Review by Anthony Chase
Actor David Lundy is familiar with the rigors of doing a solo show. Several years ago, he gave a tour de force performance as President Harry Truman in Given ‘Em Hell, Harry! He is also known as an actor who can embody a wide range of characters, frequently eccentric, sometimes even delving into wild absurdity, as he did in the Alfred Hitchcock parody, The 39 Steps.
Just as often, however, Lundy breathes life into characters who are uncommonly ordinary. He has a talent for making such people unforgettable. Even as Truman, Lundy stressed the man’s down-to-earth nature through a script in which the 33rd president cheerfully observed that he lacked the duplicitous ruthlessness needed to be a great president. He was just too ordinary.
You might say that Lundy is a Charles Halton kind of actor – and if you don’t know who Charles Halton was, that’s perfect. You’ve seen his face. During the Golden Age of Hollywood, he played relatable, everyday folks, from the neighborhood busybody to a stern government bureaucrat, a weaselly attorney or a humorless bank examiner. (You’ll remember that bank examiner from Frank Capra’s It’s a Wonderful Life – he was the guy, 1:17:40 into the film, who just wanted to wrap things up so he could get home to Elmira for Christmas). These characters often served to highlight moral dilemmas or societal issues.
David Lundy has that kind of talent, and this aptitude might be among the factors that attracted him to his current solo show, Remember This: The Lesson of Jan Karski, a play by Clark Young and Derek Goldman. Jan Karski is a man who depended upon his ordinariness. He described himself as “an insignificant little man.” He was not.

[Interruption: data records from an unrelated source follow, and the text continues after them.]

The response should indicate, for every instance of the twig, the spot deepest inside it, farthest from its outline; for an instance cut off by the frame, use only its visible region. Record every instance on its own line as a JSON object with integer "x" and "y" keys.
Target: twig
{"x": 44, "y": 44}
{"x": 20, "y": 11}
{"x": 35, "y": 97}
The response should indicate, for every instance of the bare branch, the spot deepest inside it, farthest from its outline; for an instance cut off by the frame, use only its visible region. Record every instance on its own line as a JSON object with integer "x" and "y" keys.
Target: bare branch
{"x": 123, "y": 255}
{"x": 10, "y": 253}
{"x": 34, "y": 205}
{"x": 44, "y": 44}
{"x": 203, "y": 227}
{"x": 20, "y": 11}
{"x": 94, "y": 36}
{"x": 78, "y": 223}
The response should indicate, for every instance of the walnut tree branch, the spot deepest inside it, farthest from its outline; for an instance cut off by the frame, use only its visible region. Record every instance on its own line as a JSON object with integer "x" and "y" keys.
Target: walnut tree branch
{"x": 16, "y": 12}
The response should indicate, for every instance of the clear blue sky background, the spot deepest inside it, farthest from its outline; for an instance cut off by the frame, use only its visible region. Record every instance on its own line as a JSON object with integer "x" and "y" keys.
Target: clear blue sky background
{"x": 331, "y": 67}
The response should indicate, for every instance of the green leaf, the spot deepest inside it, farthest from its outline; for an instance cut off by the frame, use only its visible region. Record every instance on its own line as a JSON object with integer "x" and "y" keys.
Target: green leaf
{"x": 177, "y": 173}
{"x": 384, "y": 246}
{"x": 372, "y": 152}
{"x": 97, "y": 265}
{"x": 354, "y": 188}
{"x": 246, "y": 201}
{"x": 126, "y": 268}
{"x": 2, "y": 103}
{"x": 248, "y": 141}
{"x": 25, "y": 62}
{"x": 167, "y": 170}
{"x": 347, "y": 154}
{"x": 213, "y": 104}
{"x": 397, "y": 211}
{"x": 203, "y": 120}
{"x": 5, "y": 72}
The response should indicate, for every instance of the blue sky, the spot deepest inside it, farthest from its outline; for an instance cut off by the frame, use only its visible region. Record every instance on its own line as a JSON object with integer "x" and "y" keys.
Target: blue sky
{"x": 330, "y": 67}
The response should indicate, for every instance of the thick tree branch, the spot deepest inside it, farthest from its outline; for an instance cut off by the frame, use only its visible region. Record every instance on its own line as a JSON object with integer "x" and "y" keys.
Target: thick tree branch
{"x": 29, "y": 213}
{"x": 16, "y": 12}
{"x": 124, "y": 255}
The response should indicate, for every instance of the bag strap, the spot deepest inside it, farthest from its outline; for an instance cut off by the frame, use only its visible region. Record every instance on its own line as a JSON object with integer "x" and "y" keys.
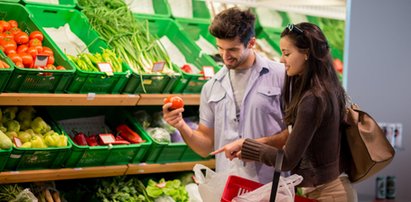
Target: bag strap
{"x": 277, "y": 174}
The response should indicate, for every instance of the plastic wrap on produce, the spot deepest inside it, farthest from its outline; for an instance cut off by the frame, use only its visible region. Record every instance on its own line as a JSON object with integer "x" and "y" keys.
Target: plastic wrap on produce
{"x": 140, "y": 6}
{"x": 66, "y": 40}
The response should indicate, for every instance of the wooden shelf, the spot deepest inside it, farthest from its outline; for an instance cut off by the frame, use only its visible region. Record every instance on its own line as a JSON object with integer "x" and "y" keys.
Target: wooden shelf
{"x": 158, "y": 99}
{"x": 167, "y": 167}
{"x": 44, "y": 99}
{"x": 94, "y": 172}
{"x": 38, "y": 99}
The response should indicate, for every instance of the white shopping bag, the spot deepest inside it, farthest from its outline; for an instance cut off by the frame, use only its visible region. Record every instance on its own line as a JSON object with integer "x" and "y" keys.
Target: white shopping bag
{"x": 211, "y": 184}
{"x": 285, "y": 191}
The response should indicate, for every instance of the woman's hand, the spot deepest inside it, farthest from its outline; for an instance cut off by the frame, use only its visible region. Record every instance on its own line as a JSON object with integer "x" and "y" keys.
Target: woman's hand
{"x": 231, "y": 150}
{"x": 173, "y": 117}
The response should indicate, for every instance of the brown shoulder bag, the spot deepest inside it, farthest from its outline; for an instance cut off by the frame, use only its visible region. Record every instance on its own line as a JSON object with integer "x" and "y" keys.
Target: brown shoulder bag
{"x": 370, "y": 150}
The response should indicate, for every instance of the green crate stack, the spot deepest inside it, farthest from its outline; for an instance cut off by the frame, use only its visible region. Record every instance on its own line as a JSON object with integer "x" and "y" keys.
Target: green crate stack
{"x": 33, "y": 80}
{"x": 83, "y": 81}
{"x": 60, "y": 3}
{"x": 84, "y": 156}
{"x": 38, "y": 158}
{"x": 4, "y": 156}
{"x": 5, "y": 73}
{"x": 189, "y": 83}
{"x": 198, "y": 10}
{"x": 159, "y": 8}
{"x": 161, "y": 152}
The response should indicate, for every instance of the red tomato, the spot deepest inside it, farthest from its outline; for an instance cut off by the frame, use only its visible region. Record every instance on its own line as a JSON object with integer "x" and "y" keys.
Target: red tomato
{"x": 15, "y": 58}
{"x": 13, "y": 23}
{"x": 176, "y": 102}
{"x": 36, "y": 35}
{"x": 22, "y": 48}
{"x": 21, "y": 38}
{"x": 6, "y": 26}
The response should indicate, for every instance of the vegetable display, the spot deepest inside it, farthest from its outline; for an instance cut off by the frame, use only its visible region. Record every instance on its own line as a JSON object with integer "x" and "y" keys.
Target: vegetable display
{"x": 23, "y": 48}
{"x": 129, "y": 38}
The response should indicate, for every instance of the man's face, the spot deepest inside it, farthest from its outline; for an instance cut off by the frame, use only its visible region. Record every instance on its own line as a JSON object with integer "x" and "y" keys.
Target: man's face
{"x": 233, "y": 52}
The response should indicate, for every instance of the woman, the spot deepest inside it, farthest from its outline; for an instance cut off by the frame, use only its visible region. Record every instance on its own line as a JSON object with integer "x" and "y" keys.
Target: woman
{"x": 314, "y": 103}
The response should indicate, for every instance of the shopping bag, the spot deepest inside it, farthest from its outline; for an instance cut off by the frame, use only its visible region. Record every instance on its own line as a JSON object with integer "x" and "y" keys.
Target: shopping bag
{"x": 211, "y": 184}
{"x": 285, "y": 191}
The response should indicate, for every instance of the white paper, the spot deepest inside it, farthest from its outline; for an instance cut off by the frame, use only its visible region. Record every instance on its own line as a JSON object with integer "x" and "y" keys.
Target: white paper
{"x": 66, "y": 40}
{"x": 141, "y": 6}
{"x": 181, "y": 8}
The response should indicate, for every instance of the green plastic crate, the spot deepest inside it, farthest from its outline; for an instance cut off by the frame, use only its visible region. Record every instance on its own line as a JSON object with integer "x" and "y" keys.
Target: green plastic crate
{"x": 83, "y": 81}
{"x": 39, "y": 158}
{"x": 84, "y": 120}
{"x": 159, "y": 8}
{"x": 4, "y": 156}
{"x": 61, "y": 3}
{"x": 164, "y": 152}
{"x": 34, "y": 80}
{"x": 199, "y": 10}
{"x": 188, "y": 83}
{"x": 5, "y": 74}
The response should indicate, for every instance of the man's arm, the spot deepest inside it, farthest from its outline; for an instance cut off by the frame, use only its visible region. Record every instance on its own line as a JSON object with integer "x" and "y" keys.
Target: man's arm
{"x": 277, "y": 140}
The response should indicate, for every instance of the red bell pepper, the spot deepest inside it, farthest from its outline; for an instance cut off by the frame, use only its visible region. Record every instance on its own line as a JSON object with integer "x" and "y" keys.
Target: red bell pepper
{"x": 129, "y": 134}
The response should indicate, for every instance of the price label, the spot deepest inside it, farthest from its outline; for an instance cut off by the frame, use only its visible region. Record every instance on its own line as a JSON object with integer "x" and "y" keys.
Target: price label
{"x": 107, "y": 138}
{"x": 41, "y": 60}
{"x": 106, "y": 68}
{"x": 158, "y": 66}
{"x": 208, "y": 72}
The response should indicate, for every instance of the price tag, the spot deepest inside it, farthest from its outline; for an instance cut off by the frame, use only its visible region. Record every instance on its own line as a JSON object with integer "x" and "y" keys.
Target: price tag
{"x": 106, "y": 68}
{"x": 158, "y": 66}
{"x": 208, "y": 72}
{"x": 41, "y": 60}
{"x": 107, "y": 138}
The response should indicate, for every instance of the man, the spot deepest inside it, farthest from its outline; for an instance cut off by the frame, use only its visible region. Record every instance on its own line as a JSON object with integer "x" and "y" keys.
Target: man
{"x": 242, "y": 100}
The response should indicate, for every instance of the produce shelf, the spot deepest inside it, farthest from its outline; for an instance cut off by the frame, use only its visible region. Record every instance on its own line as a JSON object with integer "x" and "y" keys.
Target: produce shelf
{"x": 157, "y": 99}
{"x": 44, "y": 99}
{"x": 91, "y": 99}
{"x": 93, "y": 172}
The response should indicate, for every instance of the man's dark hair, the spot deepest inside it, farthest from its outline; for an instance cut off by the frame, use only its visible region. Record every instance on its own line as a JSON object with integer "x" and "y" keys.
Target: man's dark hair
{"x": 233, "y": 22}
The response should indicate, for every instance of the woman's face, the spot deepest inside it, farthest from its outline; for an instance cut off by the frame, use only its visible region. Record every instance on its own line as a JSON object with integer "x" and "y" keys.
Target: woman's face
{"x": 295, "y": 60}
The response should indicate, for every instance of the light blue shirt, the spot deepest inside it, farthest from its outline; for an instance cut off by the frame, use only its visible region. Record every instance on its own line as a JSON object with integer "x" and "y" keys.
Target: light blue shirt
{"x": 260, "y": 114}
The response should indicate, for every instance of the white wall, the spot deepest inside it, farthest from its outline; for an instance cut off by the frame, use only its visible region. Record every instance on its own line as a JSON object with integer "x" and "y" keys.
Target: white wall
{"x": 378, "y": 60}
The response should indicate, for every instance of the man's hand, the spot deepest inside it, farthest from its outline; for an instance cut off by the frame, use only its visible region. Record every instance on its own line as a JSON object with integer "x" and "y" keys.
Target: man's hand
{"x": 173, "y": 117}
{"x": 231, "y": 150}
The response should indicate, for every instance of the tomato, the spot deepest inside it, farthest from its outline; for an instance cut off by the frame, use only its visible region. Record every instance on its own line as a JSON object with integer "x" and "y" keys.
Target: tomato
{"x": 47, "y": 51}
{"x": 6, "y": 26}
{"x": 22, "y": 48}
{"x": 27, "y": 59}
{"x": 176, "y": 102}
{"x": 13, "y": 23}
{"x": 36, "y": 35}
{"x": 21, "y": 38}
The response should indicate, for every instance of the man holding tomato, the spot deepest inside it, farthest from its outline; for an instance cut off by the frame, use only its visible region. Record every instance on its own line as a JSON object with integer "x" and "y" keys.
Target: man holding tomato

Karski’s ordinary life took an extraordinary turn when Germany invaded Poland in 1939. The Polish-Catholic soldier was captured by Soviet forces, but managed to escape and return to German-occupied Poland, where he was recruited by the Polish Underground resistance. His facility with languages and his inconspicuous persona would prove to be remarkable assets.
His deeds with the Underground included infiltrating the Warsaw Ghetto to witness the horrors faced by Jews – twice; and posing as a Ukrainian guard at the Izbica transit camp to observe Jews being deported to death camps. Endowed with a photographic memory, he remembered the details of the horrors he saw in chilling detail, from corpses in the streets, to young Nazi’s committing murder for amusement.
Echoing Christopher Isherwood’s 1939 novel, “Goodbye to Berlin,” Karski stated, “I am a camera; I am a tape recorder,” tasked to view, remember, and report. Karski knew he needed to be dispassionate. Sometimes it was impossible.
In November 1942, he traveled to London to deliver his report to the Polish Government-in-Exile. He met with British Foreign Minister Anthony Eden and other key leaders. In the United States, he met with President Franklin D. Roosevelt and other officials. Despite his efforts, Karski's pleas for intervention to stop the Holocaust largely fell on deaf ears.
The audience at Remember This: The Lesson of Jan Karski knows the conclusion in advance, but the script still manages to hold our rapt attention. The details of Karski’s actions are both horrific and spectacular, including multiple amazing and terrifying escapes. Throughout, we are challenged, even taunted with the question, how could this have played out differently? What is the responsibility of an individual person who has knowledge of dreadful atrocities?
As he disappears into a story about a common man engaged in uncommon acts of courage and heroism, Lundy dips into accents and alters his physical demeanor. He is called upon to switch between characters and emotions with skill and rapidity. He is the neutral narrator. He is an abundance of Underground operatives. He is Anthony Eden, Supreme Court Justice Felix Frankfurter, and President Franklin Delano Roosevelt. He is Karski himself. This talented actor accomplishes this with seemingly effortless skill.
Lundy is guided on this journey by the steady hand of director Robert Waterhouse who delivers a well-paced evening with an effective sound design by Tom Makar facilitating smooth transitions between episodes, with light by Chris Cavanagh effectively directing our focus. This is not a showy performance. Lundy takes on his task like a camera or a tape recorder, relating his story with dexterity and precision. This gives the event a dignified tone and a sense of grave importance, even as we are taken on a journey replete with suspense and horror.
The stakes described in the Karski story are, of course, informed by our current political climate on the eve of a highly consequential and contentious presidential election and concurrent with the wars in Gaza and Ukraine. The mostly silent but uniformly attentive audience at the Jewish Repertory Theatre was undoubtedly filtering their theater experience through thoughts about these issues and events. David Lundy's nuanced portrayal of Jan Karski serves as a powerful reminder that ordinary individuals can become extraordinary witnesses to history, challenging us to consider our own moral responsibilities in the face of injustice. In this way, Remember This serves not only as a powerful testament to one 'insignificant little man's' extraordinary courage, but also as a mirror reflecting our own moral obligations in the face of contemporary atrocities.